Cette question engage une réflexion de fond sur la nature même de l'intelligence artificielle incarnée. Agir de manière autonome dans le monde physique ne consiste pas uniquement à réagir à des stimuli ou à maximiser une fonction de récompense abstraite ; cela suppose une compréhension structurée de l'environnement, la capacité d'anticiper ses évolutions possibles, et l'aptitude à inscrire l'action du robot dans un cadre social, fonctionnel et éthique compréhensible par l'humain.
Cette perspective m'a progressivement conduit à m'éloigner de deux paradigmes dominants de la robotique contemporaine, dont les limites apparaissent dès lors que l'on cherche à dépasser des scénarios contrôlés ou artificiellement simplifiés.
D'un côté, les architectures purement réactives, issues de la behavior-based robotics et des architectures de subsomption, offrent une robustesse et une rapidité d'exécution indéniables, mais au prix d'une absence quasi totale de capacité prospective. Un robot réactif peut éviter un obstacle immédiat, mais il est fondamentalement incapable de raisonner sur les conséquences différées de ses actions, par exemple lorsqu'un obstacle est mobile, manipulable ou socialement médié par un humain.
De l'autre côté, les approches d'apprentissage profond end-to-end ont démontré des performances spectaculaires sur des tâches de perception ou de navigation, mais elles reposent sur des représentations distribuées et opaques, rendant les décisions produites difficiles, voire impossibles, à expliquer, justifier ou auditer. Or, dans des contextes tels que la robotique d'assistance, la collaboration homme-robot ou les environnements partagés, l'opacité décisionnelle constitue un obstacle majeur à l'acceptabilité, à la confiance et à la sécurité.
Face à ces constats, je défends une troisième voie, que je qualifie de robotique cognitive frugale et explicable. Cette approche repose sur l'idée que l'autonomie robotique ne peut être robuste et socialement intégrable qu'à condition de s'appuyer sur des représentations explicites, des mécanismes de simulation interne et des processus décisionnels dont la logique est traçable par construction.
Cette position s'inspire des sciences cognitives et des neurosciences computationnelles, non pas dans une logique biomimétique naïve visant à reproduire le cerveau humain, mais dans une démarche de compréhension des principes computationnels qui permettent aux êtres vivants de raisonner, d'anticiper et d'agir efficacement dans des environnements complexes avec des ressources limitées.
Un premier pilier fondamental de cette vision réside dans l'usage de représentations multi-niveaux, allant de la géométrie brute à la sémantique et à l'action située. Un robot ne peut se contenter d'une perception du monde réduite à des pixels ou à des nuages de points non structurés.

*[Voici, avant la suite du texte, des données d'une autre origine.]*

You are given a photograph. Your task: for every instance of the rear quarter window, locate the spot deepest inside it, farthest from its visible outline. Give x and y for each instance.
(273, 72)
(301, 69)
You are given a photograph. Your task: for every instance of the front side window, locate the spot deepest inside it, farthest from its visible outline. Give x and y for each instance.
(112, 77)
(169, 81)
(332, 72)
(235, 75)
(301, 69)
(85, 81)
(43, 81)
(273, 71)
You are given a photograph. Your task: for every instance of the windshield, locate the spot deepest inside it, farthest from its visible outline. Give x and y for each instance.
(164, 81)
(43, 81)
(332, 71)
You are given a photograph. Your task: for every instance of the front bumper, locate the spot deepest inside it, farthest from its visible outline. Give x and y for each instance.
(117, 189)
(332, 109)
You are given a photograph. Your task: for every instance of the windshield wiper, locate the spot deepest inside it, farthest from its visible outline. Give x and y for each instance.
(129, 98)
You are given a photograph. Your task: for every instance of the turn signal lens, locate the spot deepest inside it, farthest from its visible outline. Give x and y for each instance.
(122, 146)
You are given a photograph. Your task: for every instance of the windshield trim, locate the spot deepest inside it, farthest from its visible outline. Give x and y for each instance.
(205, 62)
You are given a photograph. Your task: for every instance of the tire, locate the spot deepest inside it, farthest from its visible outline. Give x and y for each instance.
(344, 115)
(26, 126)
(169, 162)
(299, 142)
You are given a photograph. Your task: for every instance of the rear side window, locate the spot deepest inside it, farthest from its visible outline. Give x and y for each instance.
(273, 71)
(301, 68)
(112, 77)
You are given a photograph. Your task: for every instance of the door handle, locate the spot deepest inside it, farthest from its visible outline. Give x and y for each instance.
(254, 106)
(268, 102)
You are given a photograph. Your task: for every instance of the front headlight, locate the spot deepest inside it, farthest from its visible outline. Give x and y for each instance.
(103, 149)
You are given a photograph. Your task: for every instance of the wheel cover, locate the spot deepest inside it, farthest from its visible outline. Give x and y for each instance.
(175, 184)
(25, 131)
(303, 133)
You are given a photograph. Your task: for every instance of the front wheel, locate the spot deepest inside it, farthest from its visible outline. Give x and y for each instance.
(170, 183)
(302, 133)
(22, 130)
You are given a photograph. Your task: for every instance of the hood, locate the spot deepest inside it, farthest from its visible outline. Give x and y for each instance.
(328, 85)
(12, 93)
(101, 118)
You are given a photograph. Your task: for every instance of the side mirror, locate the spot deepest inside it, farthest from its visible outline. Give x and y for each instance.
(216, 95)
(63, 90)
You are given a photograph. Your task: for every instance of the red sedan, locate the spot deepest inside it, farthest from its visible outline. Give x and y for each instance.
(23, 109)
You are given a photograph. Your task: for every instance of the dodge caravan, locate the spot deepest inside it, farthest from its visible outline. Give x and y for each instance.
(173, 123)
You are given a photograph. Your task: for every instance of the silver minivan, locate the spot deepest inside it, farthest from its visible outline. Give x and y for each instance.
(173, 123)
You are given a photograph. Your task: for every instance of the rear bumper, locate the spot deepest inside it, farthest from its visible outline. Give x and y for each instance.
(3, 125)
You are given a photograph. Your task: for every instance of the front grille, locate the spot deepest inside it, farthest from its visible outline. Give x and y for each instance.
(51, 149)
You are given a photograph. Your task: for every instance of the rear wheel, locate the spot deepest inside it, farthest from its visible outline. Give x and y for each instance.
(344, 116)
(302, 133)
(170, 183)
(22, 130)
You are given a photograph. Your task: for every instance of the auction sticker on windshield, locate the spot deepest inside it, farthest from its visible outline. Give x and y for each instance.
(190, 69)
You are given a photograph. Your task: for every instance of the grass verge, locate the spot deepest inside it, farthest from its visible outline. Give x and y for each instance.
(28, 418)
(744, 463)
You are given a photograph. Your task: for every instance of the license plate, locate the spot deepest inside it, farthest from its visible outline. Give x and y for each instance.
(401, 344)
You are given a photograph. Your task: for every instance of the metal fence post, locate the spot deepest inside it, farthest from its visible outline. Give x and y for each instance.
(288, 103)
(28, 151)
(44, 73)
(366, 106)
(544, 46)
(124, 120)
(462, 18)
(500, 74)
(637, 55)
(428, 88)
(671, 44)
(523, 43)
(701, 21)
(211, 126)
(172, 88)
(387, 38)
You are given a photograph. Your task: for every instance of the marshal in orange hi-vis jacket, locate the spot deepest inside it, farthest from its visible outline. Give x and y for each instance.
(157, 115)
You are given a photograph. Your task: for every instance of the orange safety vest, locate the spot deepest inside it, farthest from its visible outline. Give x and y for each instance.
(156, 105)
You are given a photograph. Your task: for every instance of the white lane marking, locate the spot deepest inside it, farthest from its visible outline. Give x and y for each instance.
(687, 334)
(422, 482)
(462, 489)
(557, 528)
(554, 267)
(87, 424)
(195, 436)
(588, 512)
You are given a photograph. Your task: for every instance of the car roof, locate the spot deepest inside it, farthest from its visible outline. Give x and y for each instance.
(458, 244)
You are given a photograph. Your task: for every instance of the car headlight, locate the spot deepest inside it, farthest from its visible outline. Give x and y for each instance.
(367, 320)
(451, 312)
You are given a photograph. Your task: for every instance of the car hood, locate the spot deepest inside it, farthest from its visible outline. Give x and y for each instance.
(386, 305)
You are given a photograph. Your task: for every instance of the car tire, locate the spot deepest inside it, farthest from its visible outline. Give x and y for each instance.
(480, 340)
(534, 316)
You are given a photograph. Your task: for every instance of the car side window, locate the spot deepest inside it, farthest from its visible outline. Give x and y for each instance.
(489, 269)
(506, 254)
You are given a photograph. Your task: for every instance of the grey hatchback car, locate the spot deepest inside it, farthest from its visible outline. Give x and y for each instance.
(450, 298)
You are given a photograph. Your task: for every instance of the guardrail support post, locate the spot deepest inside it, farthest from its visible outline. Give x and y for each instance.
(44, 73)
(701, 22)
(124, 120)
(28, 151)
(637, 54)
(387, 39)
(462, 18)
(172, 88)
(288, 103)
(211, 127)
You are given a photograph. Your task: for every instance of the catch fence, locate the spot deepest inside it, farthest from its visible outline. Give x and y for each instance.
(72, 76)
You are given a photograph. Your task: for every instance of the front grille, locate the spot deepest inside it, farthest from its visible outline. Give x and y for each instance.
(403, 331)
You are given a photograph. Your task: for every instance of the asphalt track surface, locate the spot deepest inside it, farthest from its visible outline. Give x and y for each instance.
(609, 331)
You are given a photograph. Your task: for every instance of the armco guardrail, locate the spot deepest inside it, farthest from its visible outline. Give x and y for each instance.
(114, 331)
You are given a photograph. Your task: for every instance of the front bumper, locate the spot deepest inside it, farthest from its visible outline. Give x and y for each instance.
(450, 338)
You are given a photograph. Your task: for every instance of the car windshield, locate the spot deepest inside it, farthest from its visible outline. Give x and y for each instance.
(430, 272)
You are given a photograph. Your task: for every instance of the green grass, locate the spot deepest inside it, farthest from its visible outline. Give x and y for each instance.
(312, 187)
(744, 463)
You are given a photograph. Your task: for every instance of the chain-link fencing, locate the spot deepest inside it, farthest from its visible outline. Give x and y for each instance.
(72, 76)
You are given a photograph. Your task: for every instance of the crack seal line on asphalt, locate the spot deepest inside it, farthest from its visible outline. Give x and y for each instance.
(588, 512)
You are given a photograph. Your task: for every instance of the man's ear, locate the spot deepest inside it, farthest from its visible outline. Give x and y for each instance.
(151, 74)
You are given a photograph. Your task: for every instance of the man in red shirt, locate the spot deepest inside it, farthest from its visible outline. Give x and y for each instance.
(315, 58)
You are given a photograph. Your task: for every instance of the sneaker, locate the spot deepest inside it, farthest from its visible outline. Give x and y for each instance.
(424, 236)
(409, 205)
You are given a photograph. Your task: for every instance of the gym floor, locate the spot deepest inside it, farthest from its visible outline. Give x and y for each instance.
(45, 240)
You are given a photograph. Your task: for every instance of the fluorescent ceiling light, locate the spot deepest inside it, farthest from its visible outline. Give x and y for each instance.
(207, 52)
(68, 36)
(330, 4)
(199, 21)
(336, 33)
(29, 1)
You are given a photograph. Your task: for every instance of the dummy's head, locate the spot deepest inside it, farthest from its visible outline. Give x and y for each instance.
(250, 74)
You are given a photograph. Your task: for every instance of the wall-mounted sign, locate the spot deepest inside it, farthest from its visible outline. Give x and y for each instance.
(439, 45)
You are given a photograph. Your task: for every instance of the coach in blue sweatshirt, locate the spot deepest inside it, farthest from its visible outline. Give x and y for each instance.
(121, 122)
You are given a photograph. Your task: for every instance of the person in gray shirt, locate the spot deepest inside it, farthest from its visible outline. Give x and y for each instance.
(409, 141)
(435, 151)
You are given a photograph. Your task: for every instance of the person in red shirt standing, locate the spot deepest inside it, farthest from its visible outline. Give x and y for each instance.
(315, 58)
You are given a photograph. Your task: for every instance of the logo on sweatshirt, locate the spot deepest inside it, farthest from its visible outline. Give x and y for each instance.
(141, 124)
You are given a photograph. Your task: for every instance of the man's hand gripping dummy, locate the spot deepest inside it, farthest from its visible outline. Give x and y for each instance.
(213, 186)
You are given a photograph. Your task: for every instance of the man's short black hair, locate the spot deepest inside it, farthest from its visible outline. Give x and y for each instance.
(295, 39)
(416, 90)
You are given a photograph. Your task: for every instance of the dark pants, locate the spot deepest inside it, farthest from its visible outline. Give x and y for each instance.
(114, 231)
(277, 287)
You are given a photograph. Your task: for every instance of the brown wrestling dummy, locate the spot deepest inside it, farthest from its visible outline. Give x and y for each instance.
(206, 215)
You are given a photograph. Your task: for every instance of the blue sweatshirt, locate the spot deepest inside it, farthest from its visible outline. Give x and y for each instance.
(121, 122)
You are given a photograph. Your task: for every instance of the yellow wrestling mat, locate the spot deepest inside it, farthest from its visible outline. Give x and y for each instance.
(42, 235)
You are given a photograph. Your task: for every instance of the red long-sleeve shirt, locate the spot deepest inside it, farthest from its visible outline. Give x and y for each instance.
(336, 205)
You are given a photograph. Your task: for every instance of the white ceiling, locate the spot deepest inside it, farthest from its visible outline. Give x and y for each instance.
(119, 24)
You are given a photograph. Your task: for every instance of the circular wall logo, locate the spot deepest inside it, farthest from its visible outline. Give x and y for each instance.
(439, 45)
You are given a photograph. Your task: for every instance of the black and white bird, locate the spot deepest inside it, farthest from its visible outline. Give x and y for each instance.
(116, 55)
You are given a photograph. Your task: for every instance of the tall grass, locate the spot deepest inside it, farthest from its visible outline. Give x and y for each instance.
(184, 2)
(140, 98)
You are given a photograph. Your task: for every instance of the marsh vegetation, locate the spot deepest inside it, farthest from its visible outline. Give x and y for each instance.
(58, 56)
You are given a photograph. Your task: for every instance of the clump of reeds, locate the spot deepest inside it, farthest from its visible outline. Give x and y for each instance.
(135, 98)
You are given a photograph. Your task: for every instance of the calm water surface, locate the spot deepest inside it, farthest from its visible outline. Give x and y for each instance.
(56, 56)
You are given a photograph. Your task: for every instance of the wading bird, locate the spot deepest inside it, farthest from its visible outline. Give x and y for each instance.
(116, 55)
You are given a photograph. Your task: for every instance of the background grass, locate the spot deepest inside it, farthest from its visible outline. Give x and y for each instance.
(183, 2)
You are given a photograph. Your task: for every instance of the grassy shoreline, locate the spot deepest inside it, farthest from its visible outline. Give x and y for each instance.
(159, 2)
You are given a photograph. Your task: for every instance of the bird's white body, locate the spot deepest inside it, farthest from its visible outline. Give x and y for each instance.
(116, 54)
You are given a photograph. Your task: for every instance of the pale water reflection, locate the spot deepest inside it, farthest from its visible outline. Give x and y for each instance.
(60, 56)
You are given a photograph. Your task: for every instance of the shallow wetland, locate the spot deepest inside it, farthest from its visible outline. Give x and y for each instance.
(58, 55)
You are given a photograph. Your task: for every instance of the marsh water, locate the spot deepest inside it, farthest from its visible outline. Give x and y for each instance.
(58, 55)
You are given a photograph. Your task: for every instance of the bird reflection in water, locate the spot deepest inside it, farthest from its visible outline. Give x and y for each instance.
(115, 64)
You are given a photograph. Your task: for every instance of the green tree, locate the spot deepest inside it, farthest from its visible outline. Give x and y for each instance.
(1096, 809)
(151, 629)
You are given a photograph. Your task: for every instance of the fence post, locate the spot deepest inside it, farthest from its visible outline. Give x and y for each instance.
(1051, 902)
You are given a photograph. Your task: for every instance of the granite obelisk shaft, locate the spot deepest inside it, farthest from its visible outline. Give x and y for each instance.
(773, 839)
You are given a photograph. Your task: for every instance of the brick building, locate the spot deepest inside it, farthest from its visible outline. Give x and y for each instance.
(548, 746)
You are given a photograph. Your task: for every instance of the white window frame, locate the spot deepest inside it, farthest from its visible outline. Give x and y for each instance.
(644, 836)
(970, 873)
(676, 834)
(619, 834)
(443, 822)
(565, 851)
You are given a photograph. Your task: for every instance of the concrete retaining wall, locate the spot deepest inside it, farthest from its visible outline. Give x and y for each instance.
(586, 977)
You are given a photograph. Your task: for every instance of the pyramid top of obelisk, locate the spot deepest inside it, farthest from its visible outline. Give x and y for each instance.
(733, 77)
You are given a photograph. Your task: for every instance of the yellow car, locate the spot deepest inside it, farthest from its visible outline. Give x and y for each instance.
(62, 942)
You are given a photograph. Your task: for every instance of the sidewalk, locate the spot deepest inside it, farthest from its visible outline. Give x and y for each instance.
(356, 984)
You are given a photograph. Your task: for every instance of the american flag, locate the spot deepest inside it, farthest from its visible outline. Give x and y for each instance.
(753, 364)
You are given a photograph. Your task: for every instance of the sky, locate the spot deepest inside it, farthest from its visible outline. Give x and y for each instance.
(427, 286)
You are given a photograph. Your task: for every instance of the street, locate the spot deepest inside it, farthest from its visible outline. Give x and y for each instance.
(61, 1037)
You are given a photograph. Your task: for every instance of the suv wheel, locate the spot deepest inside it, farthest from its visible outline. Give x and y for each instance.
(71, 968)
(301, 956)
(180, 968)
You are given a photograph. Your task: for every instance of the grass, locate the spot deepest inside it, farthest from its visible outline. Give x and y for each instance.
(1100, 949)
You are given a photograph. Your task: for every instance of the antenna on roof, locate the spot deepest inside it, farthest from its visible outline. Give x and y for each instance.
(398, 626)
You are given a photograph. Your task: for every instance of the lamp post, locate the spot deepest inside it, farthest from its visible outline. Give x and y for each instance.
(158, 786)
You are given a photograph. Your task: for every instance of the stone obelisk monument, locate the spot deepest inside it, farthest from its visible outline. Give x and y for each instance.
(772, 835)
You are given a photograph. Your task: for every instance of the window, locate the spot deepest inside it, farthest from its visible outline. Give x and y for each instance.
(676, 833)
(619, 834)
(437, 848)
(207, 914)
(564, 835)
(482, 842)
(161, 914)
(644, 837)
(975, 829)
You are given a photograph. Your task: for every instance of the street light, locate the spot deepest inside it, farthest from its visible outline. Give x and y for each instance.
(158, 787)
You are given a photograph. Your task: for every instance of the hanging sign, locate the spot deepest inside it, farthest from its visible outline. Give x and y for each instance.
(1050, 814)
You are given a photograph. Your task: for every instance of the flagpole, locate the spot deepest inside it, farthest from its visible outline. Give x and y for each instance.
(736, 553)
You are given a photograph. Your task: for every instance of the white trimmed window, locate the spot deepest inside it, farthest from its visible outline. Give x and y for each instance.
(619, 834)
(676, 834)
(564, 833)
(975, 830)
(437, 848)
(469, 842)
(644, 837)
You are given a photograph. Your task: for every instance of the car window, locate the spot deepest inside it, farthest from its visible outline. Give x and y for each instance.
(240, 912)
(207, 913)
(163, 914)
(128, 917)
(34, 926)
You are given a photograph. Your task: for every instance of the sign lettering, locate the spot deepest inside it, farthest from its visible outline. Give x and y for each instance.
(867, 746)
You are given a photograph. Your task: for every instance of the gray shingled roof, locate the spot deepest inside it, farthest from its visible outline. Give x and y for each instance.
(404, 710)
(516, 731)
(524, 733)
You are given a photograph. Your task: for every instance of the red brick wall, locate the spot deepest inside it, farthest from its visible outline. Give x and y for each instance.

Cette stratification n'est pas un simple empilement de couches indépendantes, mais l'expression d'une hypothèse cognitive centrale : l'abstraction est la clé de la généralisation. Un robot capable de raisonner sur la notion abstraite de passage contrôlé peut transférer ses compétences entre différents types de portes sans réapprentissage exhaustif.
Le second pilier de ma démarche concerne le rôle central de la simulation dans le processus décisionnel. Dans ma conception, la simulation n'est pas un outil de validation a posteriori, mais un mécanisme cognitif a priori, directement impliqué dans la prise de décision.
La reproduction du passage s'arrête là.